A 50-something male with a medical hx of type I diabetes and hypertension presented to the ED with complaints of chest pain. The ECG below is recorded. 

• What are your concerns if any, and how would you manage this patient?
  

6 x 2 format
ECG #1 recorded on admission

I sent this to Dr. Smith with no information, and he responded immediately with "SAF, subtle but aVL is unmistakable."

"SAF" means "South Africa Flag" sign.  This is a sign of First Diagonal Occlusion (OMI).  See below.  You actually can't see the SAF in 6x2 format. You will see it below after transformation to the 3x4 format.

First of all this patient has a very high pre-test probability of having a myocardial infarction as he has type I diabetes, hypertension, and is now presenting with acute onset chest pain. Despite not showing any significant ST segment elevation — this ECG is diagnostic of OMI. Expert interpreters who are trained in recognizing OMI will have no problem stating with a high degree of confidence that this ECG is consistent with occlusion myocardial infarction. As with many cases of OMI, the ST segment changes are subtle. Rather than relying on absolute ST segment change and millimeter criteria — it is the sum of all findings that make the ECG diagnostic. 

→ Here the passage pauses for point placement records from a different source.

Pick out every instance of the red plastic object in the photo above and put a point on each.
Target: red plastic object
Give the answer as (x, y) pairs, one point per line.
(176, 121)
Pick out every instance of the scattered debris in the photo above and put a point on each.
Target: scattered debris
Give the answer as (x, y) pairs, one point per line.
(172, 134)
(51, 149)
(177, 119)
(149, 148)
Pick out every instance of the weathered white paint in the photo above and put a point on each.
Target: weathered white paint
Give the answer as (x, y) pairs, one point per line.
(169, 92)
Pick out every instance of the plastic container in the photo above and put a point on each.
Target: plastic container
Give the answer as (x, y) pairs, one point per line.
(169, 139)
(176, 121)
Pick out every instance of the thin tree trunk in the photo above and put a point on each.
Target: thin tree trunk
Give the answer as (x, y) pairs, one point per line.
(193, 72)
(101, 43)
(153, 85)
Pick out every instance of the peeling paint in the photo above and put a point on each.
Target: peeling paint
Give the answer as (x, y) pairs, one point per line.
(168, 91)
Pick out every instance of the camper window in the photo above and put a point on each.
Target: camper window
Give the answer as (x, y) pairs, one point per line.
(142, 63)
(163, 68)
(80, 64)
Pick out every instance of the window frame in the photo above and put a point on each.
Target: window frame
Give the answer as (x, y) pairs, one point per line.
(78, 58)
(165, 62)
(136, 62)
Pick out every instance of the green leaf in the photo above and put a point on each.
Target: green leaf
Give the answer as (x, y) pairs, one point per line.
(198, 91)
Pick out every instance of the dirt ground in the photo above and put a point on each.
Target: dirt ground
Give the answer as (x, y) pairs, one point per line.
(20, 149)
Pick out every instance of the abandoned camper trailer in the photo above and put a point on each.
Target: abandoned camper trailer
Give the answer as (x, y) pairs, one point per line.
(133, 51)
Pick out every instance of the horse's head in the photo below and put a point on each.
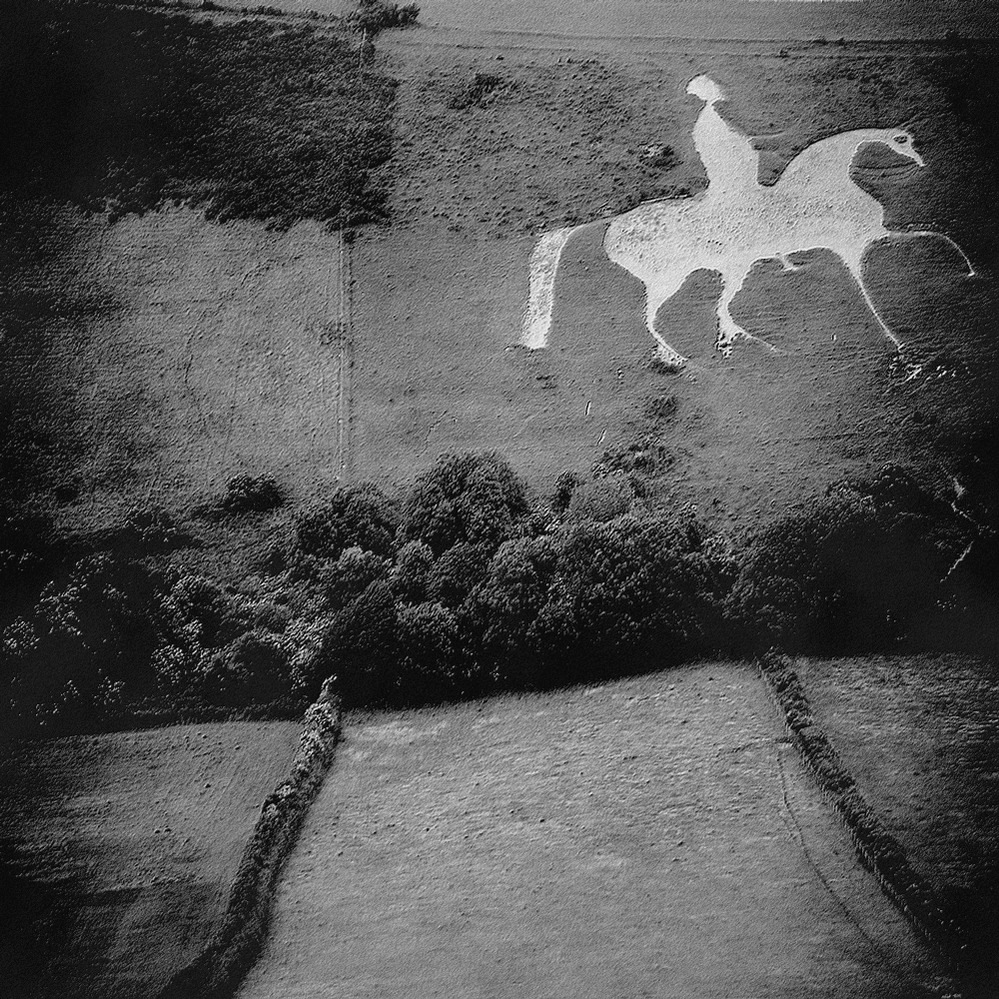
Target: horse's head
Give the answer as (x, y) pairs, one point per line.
(900, 141)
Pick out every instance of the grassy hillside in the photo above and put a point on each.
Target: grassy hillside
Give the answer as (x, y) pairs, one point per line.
(557, 139)
(163, 329)
(119, 851)
(919, 735)
(649, 837)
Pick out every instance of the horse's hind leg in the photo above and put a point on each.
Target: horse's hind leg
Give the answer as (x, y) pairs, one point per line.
(541, 296)
(855, 265)
(915, 233)
(656, 295)
(728, 329)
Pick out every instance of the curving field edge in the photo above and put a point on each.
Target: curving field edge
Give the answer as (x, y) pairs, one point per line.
(235, 945)
(876, 848)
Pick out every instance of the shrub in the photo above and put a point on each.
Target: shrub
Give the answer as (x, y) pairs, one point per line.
(354, 515)
(501, 612)
(253, 669)
(351, 574)
(372, 16)
(565, 486)
(478, 91)
(456, 573)
(601, 500)
(246, 119)
(249, 493)
(470, 498)
(430, 657)
(409, 575)
(359, 647)
(862, 569)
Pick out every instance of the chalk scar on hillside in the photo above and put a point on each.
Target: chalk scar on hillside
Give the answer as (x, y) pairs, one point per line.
(734, 223)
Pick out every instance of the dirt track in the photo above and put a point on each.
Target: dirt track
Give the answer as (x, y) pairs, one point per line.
(651, 837)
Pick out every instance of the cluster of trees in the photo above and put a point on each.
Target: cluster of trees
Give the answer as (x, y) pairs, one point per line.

Because the ECG does not have "diagnostic" ST Elevation, this patient was admitted with a diagnosis of NSTEMI, but only after an admission troponin I returned elevated at 102ng/L (ref value <34ng/L). The repeat troponin I after 3 hours returned at 429ng/L.  The patient was given morphine for pain, which decreased the pain, but did not resolve it.  Morphine is a terrible mistake unless you are already committed to the cath lab.

"NSTEMI" implies that the patient does not need emergent intervention, even when it is an OMI which does need emergent intervention (see long discussion below).

Actually, however, NSTEMI with persistent pain is a universally agreed upon, and guideline recommended, indication for intervention, but it is rarely followed (only 6% of the time in the only study).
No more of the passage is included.